Cet évènement est le point de départ de cette chronique en feuilleton (irrégulier), consacrée aux moments forts (ou faibles) de la parution d'un livre. En attendant les premières retombées et suites (mise en place progressive dans des librairies, articles critiques, invitations, salons, signatures…), les jours à venir me permettront de remonter le temps et de rapporter les phases préliminaires à cette sortie publique ; cette chronique se poursuivra les mois de la diffusion du livre, de ce qu’on appelle « le temps de rotation », de plus en plus court désormais dans les librairies.
Son ambition, modeste, est d’apporter un témoignage sur une minuscule et merveilleuse aventure, celle de l’édition d’un livre de littérature, et une sorte d’éclairage.
D'une certaine façon, tout a commencé à Ars.
Mon ami Roland Fuentès m'avait donné rendez-vous le samedi 10 janvier 2004 dans ce village de l'Ain, où officia le saint curé Jean-Baptiste Vianney, village qui offre l'avantage d'être à mi-chemin de nos demeures respectives. Nous nous étions installés dans un café très bruyant. Alors qu'il me remettait quelques revues littéraires pour que je les chronique dans sa revue Salmigondis, il me confirma qu'un de ses romans avait été accepté par une nouvelle maison d'édition (encore inconnue, et qui ne sortirait ses premiers livres qu’au printemps), dont le directeur littéraire était Matthieu Baumier. Il me conseilla de lui envoyer un manuscrit, de préférence un roman.
Je connaissais vaguement Matthieu, pour avoir eu avec lui quelques échanges de courriels, notamment lorsqu'il assurait la direction d'une anthologie de nouvelles aux éditions Rafael de Surtis. Ayant lu quelques-uns de mes textes dans des revues, il m'en avait demandé un pour cette Anthologie de l'Imaginaire, et avait retenu et publié Le livre des morts, une sorte de conte, dans l'arcane cinquième de la série. Plus tard, l'une de mes nouvelles, de facture plus humoristique, Le petit appartement au sixième étage dans la prairie, avait été acceptée et publiée par le journal Place aux Sens, auquel Baumier collaborait alors avant qu'il ne rompe avec l'équipe directrice.

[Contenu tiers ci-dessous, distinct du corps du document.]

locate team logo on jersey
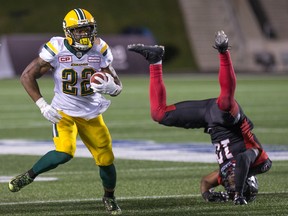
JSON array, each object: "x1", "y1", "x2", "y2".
[
  {"x1": 88, "y1": 56, "x2": 100, "y2": 63},
  {"x1": 59, "y1": 55, "x2": 72, "y2": 62},
  {"x1": 76, "y1": 52, "x2": 83, "y2": 58}
]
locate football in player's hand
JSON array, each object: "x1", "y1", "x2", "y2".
[{"x1": 90, "y1": 72, "x2": 108, "y2": 85}]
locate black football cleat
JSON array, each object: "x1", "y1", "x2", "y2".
[
  {"x1": 127, "y1": 44, "x2": 164, "y2": 64},
  {"x1": 234, "y1": 195, "x2": 248, "y2": 205},
  {"x1": 213, "y1": 30, "x2": 229, "y2": 53},
  {"x1": 8, "y1": 172, "x2": 34, "y2": 192},
  {"x1": 102, "y1": 196, "x2": 122, "y2": 215}
]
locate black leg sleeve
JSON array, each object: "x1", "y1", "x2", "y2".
[{"x1": 234, "y1": 149, "x2": 258, "y2": 194}]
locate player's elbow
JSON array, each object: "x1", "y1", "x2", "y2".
[
  {"x1": 200, "y1": 176, "x2": 211, "y2": 194},
  {"x1": 20, "y1": 71, "x2": 30, "y2": 86},
  {"x1": 200, "y1": 176, "x2": 208, "y2": 187}
]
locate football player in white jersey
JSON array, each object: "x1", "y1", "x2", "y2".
[{"x1": 8, "y1": 8, "x2": 122, "y2": 215}]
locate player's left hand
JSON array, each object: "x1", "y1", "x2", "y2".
[
  {"x1": 90, "y1": 73, "x2": 122, "y2": 96},
  {"x1": 204, "y1": 191, "x2": 229, "y2": 202}
]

J'avais plusieurs manuscrits dans mes tiroirs, comme on dit, recueils de nouvelles et romans. L'un d’eux me semblait plus original et achevé, il s'intitulait Le nom. Une histoire impossible à raconter et à synthétiser, mais dont l'argument pouvait ainsi se présenter : un écrivain, en panne d'inspiration, écrit son nom sur la page blanche, une fois, puis plusieurs fois à la suite, puis à l'infini, et cette production d'un nom propre devenu nom commun devient son oeuvre, qu'il cherche à publier et à promouvoir. L'épilogue constitue un retournement complet au cours duquel l'auteur revient à la réalité, récupère son nom propre et envisage d'écrire une oeuvre véritable.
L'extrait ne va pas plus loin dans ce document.